I've read/tried solutions from here, here and here, along with many others. The code below is as close as I've come to a workable solution.

Thank you for helping me.

Here's my code (sample data at the bottom):

with rnorm as
                (SELECT 
                        my_col::numeric as x
                        from my_table
                ),
bin_params as
                (select 
                        min(x) as min_x 
                        ,max(x) as max_x
                        ,13 as nbins
                from rnorm),
temp_bins as
                (SELECT
                        generate_series(min_x::numeric, max_x::numeric, ((max_x - min_x) / nbins)::numeric) as bin
                from bin_params
                ),
bin_range as
                ( select
                        lag(bin) over (order by bin) as low_bin
                        ,b.bin as high_bin

                    from temp_bins b
                ),
frequency_table as
        (   select
                        b.low_bin
                        ,b.high_bin
                        ,count(*) as freq
                from bin_range b
                left join rnorm r
                        on r.x <= b.high_bin
                        and r.x > b.low_bin
                where   b.low_bin is not null
                        and b.high_bin is not null
                group by
                        b.low_bin
                        ,b.high_bin
                        ,count_x
                order by b.low_bin
        )

select * from frequency_table

my_table:

|"my_col"|
|------|
|74.03|
|73.995|
|73.988|
|74.002|
|73.992|
|74.009|
|73.995|
|73.985|
|74.008|
|73.998|
|73.994|
|74.004|
|73.983|
|74.006|
|74.012|
|74|
|73.994|
|74.006|
|73.984|
|74|
|73.988|
|74.004|
|74.01|
|74.015|
|73.982|

Solution

  • There are three issues.

    First, generate_series() results may not contain the stop value, it depends on the step.

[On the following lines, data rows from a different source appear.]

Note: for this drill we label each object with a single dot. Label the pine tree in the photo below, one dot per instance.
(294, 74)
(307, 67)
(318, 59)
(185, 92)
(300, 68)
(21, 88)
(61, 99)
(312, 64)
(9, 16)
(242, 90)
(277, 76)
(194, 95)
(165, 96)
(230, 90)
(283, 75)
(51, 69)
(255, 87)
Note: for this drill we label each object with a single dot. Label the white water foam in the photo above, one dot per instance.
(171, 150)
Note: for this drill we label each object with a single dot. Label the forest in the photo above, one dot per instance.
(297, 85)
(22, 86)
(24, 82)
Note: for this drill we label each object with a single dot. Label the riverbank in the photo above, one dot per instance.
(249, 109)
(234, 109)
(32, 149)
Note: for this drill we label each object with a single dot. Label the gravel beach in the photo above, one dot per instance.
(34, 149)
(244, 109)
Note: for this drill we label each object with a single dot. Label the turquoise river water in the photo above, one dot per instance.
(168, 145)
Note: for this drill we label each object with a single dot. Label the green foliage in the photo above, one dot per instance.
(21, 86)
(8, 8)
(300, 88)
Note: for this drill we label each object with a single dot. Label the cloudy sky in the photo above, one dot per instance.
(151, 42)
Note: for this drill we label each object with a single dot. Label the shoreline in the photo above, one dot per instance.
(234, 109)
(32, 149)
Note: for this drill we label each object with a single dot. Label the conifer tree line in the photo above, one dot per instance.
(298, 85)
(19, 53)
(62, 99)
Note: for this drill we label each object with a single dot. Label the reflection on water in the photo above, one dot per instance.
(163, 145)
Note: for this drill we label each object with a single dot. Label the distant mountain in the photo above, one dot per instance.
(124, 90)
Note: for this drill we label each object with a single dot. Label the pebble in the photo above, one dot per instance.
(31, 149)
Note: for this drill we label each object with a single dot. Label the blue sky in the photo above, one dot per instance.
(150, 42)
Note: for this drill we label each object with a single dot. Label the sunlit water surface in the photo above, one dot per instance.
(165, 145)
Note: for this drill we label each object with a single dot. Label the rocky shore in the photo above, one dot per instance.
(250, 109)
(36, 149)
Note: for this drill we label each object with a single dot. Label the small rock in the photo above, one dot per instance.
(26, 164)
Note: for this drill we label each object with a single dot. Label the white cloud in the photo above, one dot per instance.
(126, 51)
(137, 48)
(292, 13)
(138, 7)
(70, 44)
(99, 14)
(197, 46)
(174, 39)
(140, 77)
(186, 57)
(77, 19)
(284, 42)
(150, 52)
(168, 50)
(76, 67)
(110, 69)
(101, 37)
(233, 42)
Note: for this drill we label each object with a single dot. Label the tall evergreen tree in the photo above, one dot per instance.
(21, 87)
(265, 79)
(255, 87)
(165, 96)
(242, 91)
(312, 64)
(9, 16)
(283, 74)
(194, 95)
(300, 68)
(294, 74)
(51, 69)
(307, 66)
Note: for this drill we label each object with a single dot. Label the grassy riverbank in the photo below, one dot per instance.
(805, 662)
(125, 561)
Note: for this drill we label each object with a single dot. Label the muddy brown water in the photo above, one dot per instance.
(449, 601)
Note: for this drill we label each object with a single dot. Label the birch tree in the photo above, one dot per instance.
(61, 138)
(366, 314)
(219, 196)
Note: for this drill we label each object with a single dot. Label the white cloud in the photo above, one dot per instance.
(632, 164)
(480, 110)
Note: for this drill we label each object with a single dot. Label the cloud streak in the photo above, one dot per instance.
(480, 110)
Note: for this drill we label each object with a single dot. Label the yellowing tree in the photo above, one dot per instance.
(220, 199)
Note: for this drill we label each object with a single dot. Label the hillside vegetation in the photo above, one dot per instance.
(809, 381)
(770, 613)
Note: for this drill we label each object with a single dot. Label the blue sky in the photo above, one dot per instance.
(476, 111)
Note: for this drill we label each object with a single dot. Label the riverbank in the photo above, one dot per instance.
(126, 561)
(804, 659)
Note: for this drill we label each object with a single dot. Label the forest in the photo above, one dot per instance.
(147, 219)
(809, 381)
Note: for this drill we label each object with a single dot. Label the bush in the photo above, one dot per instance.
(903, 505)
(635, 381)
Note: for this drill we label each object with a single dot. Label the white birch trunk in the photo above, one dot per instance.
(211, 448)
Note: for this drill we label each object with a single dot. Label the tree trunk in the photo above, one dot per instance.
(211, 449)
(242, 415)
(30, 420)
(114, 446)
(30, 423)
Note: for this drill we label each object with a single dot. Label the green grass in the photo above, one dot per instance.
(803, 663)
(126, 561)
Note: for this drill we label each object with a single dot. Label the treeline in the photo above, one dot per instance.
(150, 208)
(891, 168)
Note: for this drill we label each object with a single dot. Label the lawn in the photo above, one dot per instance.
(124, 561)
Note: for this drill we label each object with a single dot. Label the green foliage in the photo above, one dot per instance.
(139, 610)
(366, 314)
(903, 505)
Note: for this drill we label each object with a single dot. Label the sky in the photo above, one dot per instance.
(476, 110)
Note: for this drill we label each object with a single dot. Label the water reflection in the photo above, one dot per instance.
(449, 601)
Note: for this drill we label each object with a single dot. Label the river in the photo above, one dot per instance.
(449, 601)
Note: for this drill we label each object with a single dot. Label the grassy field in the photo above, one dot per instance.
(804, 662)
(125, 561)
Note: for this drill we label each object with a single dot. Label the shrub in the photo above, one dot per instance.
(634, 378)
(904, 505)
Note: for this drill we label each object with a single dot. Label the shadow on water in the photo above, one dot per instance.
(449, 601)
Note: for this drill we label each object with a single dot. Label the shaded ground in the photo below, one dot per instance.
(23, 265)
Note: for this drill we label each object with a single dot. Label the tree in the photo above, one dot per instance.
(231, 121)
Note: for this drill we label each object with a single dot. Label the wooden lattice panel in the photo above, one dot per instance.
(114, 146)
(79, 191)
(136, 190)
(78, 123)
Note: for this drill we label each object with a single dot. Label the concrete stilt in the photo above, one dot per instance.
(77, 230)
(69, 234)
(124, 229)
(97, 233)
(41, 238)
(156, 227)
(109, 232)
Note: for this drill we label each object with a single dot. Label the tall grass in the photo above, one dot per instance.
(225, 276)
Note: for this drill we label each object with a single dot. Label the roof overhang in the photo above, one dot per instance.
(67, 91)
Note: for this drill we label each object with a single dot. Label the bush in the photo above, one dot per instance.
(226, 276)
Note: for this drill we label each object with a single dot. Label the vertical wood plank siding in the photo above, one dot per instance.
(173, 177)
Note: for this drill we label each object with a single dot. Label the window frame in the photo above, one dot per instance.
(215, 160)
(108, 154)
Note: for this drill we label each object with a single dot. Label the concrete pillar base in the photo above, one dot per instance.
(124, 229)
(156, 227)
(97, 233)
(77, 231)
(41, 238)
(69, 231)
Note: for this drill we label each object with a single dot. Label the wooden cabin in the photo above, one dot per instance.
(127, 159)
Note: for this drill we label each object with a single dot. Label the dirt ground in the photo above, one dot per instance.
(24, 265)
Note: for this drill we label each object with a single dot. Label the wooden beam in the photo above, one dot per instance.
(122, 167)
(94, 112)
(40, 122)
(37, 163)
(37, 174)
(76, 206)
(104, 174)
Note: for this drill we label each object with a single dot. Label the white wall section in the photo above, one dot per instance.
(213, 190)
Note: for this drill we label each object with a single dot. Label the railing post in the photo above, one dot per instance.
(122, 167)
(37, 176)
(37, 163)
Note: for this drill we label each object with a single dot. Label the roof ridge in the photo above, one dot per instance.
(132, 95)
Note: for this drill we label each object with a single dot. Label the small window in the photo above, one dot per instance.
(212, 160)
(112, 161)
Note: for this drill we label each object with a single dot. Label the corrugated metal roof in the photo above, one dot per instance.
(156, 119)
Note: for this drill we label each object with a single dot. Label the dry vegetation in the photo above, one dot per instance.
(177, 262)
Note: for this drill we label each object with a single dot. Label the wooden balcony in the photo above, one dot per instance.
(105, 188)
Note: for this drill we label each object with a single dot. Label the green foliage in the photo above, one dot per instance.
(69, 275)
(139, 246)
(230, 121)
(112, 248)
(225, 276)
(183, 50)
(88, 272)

See the third example in Set Returning Functions. You can add step to the second parameter to be sure that all values are in the generated ranges.

    Second, the strict inequality r.x > b.low_bin omits min_x value. Use a bit smaller start parameter for generated series.

    Third, count(*) as freq gives 1 even when there are no values in the range (because of left join). Should be count(x) as freq.